There being a reasonable doubt as to the willfulness of the allegedly violating behavior of all the asserted contemnors, a citation for criminal contempt should certainly not issue. In terms of the analysis under the standard for criminal contempt, which the Court considers in the alternative from the civil contempt evaluation, respondents' sworn explanations suggest, at the worst, a "[g]ood faith pursuit of a plausible though mistaken alternative." In re Brown, 454 F.2d 999, 1007 (D.C.Cir.1971). Thus, the Court declines to find at this time that respondents acted either in civil or criminal contempt of the Order.

[7] The non-bankrupt judgment debtors are Kenneth E. Henning, Chuck Hannon, Mark S. Tice, Raymond Weiss and Carmine Sabatini.

[8] Henning's written application takes the form of a motion and supporting affidavit. Tice and Hannon submit affidavits without motion papers.

[9] The instant decision is made pursuant to Rule 41 of the Civil Rules for the United States District Courts for the Southern and Eastern Districts of New York; the pertinent Second Circuit case involved an interpretation of the substantially similar predecessor Local Rule 33.

[10] The Court notes that, in any event, collection on the antitrust judgment as against the Walsh defendants is stayed during the pendency of the bankruptcy action.
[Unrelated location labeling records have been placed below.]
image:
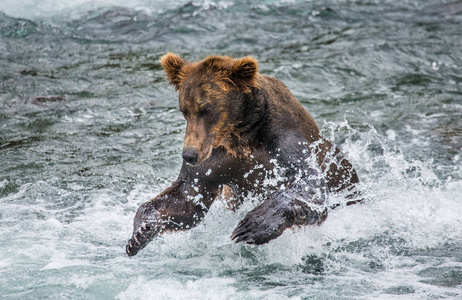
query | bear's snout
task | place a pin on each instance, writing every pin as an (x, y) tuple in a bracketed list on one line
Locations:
[(191, 156)]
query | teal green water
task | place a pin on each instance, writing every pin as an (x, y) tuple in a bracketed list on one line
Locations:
[(89, 130)]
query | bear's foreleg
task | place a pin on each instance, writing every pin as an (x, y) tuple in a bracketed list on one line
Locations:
[(301, 204), (179, 207)]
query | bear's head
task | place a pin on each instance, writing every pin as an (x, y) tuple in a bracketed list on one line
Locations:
[(211, 96)]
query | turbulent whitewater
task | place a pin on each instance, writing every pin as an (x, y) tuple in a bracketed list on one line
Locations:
[(89, 130)]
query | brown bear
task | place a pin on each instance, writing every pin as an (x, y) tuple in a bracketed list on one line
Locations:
[(243, 130)]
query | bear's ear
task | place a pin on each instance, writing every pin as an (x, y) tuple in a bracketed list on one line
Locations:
[(243, 73), (173, 67)]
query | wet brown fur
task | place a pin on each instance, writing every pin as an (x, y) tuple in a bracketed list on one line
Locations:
[(239, 123)]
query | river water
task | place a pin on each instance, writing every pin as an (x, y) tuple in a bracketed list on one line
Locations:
[(89, 130)]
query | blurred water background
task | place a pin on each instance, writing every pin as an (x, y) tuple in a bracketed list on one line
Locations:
[(89, 130)]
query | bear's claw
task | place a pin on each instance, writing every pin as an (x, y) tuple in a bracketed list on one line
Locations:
[(256, 228), (140, 239)]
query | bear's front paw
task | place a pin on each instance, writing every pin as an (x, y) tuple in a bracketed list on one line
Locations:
[(259, 227)]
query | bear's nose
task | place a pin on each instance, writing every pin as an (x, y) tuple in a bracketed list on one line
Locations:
[(190, 156)]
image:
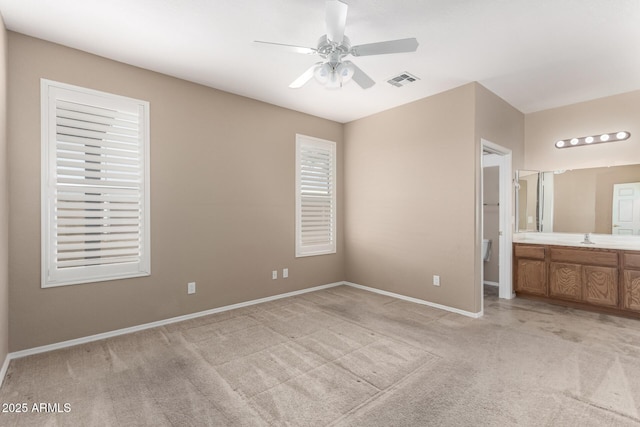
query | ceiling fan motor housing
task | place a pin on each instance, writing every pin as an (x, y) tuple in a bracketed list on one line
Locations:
[(330, 50)]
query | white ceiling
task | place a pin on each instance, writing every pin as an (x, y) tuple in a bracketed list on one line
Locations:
[(535, 54)]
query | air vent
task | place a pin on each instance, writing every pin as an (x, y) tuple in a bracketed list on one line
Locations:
[(402, 79)]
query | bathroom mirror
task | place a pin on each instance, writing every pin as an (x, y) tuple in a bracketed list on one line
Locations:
[(579, 200)]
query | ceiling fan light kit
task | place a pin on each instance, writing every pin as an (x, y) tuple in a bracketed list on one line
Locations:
[(333, 71)]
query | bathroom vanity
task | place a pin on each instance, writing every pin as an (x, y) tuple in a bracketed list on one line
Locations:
[(560, 268)]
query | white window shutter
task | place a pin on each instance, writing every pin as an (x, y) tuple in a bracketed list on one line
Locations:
[(315, 196), (95, 152)]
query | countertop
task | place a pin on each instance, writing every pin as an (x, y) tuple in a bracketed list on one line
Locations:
[(600, 241)]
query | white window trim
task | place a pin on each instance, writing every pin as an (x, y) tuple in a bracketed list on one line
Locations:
[(50, 275), (320, 249)]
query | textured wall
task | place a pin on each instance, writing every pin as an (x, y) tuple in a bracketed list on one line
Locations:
[(610, 114), (4, 201), (410, 210), (222, 200)]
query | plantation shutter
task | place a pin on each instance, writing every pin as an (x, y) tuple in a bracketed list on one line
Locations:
[(95, 188), (316, 196)]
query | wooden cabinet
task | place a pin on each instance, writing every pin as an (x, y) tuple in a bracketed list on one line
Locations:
[(601, 285), (631, 281), (530, 269), (565, 281), (586, 277)]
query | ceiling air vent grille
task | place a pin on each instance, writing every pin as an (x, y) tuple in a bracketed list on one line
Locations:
[(402, 79)]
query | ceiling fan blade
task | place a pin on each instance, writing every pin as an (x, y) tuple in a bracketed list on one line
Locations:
[(297, 49), (336, 20), (381, 48), (304, 77), (360, 77)]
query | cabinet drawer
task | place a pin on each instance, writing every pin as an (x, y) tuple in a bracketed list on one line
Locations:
[(585, 256), (533, 252), (631, 259)]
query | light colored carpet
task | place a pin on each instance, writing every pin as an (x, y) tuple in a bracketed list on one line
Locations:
[(346, 357)]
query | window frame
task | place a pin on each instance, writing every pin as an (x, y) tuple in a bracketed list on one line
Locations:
[(302, 250), (51, 275)]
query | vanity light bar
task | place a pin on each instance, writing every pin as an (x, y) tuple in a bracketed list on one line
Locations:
[(596, 139)]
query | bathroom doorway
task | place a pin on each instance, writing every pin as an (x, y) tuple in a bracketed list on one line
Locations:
[(498, 204)]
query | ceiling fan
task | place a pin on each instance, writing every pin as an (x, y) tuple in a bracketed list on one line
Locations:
[(333, 71)]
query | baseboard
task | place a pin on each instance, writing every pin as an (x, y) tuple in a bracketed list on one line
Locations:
[(5, 366), (416, 300), (115, 333), (110, 334)]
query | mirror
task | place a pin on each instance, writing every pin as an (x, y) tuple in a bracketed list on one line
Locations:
[(602, 200)]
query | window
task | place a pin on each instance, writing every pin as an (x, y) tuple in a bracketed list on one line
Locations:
[(315, 196), (95, 186)]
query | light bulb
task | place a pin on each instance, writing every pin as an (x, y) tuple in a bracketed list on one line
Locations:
[(345, 70), (335, 81), (323, 72)]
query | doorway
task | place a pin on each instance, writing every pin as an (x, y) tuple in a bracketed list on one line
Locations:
[(496, 156)]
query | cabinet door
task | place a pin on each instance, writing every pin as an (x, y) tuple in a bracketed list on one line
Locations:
[(532, 276), (565, 280), (601, 285), (631, 290)]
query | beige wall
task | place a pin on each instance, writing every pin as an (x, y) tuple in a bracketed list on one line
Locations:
[(222, 200), (410, 209), (4, 201), (498, 122), (412, 181), (610, 114)]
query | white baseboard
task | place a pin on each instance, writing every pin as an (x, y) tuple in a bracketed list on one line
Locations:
[(5, 366), (416, 300), (110, 334)]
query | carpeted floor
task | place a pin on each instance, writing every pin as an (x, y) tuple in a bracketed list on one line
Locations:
[(345, 357)]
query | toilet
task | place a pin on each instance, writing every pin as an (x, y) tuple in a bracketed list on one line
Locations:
[(486, 249)]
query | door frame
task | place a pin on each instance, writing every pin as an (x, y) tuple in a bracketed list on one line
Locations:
[(504, 163)]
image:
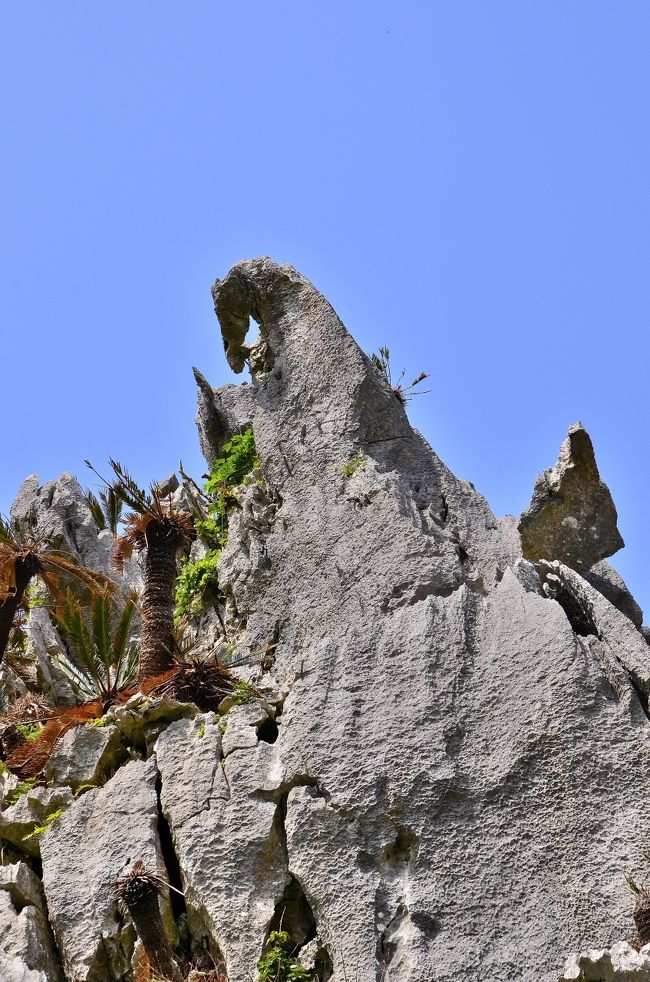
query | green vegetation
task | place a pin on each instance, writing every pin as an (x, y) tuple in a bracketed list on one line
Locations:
[(30, 731), (352, 465), (21, 789), (99, 637), (197, 584), (243, 692), (49, 822), (106, 510), (279, 964), (231, 470)]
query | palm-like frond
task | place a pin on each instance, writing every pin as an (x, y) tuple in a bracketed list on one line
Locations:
[(96, 510), (100, 660)]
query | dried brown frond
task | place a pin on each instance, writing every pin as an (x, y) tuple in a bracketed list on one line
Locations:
[(172, 526), (31, 757), (204, 683), (29, 708), (139, 891)]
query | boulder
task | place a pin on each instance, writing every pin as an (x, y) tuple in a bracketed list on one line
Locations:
[(85, 755), (571, 516), (226, 821), (27, 952), (97, 840), (620, 963), (611, 584)]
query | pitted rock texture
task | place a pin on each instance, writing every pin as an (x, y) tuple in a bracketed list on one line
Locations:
[(620, 963), (97, 840), (27, 952), (445, 772), (571, 516)]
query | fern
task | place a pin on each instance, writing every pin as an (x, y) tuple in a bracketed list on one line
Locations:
[(278, 964)]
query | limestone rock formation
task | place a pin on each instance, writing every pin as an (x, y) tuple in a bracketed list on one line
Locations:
[(443, 773), (621, 963), (571, 517)]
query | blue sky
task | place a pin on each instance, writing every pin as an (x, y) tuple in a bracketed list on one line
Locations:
[(467, 183)]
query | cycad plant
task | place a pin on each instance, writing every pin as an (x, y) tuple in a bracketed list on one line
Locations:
[(404, 393), (106, 509), (102, 659), (25, 555), (156, 529), (101, 664), (139, 891)]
[11] Judge Ward's injunction, provides as follows:

1. That the defendant, National Retail Transportation, Inc., its officers, agents, servants and employees, and all persons acting in aid of, or in concert with, them, including but not limited to former employees of International Distribution Centers, Inc. be and they are hereby restrained and enjoined, pending the determination of this action, from soliciting current employees of International Distribution Centers, Inc. to work for any of the following corporations:

National Retail Transportation, Inc. Walsh Trucking Co., Inc. Coastal Freight Lines, Inc. Hempstead Delivery Co., Inc.; and

2. That the defendant, National Retail Transportation, Inc., its officers, agents, servants and employees, and all persons acting in aid of, or in concert with, them, be and they hereby are restrained and enjoined, pending the determination of this action, from using confidential information, as described in the foregoing findings, to solicit customers of International Distribution Centers, Inc., provided that plaintiff first give security in the sum of $50,000.00 for the payment of such costs and damages as may be incurred or suffered by any party who is found to have been wrongfully enjoined, such bond to be approved by the Court or by the Clerk of the Court no later than January 24, 1983.

[12] The specific language chosen is modeled after the permanent decree in C. Albert Sauter Company, Inc. v. Richard S. Sauter Company, Inc., 368 F. Supp. 501, 522 (E.D.Pa.1973).

[13] Although courts should not be in the business of ratemaking, the Second Circuit has stated that a price-related injunction in a private antitrust case is appropriate when limited to a specific geographic area and a specific product or service market. See John B. Hull, Inc. v. Waterbury Petroleum Products, Inc., 588 F.2d 24, 30-31 (2d Cir.1978), cert. denied, 440 U.S. 960, 99 S. Ct. 1502, 59 L. Ed. 2d 773 (1979).

[14] These individuals served as counsel prior to the entry into the case of the Hoffman firm. Herbert Burstein is now deceased. While not denying the appropriateness of fees for these individuals, in order to avoid a "windfall" to the Hoffman firm, fees due non-members of the firm will not be awarded to the firm. Accordingly, the amounts to be credited to Burstein, Agata and Zelby & Burstein associates will not be included in the fees awarded under the Hoffman firm's application. They will be calculated separately, and are collectible by the prior counsel themselves, or in the case of Burstein, by his estate.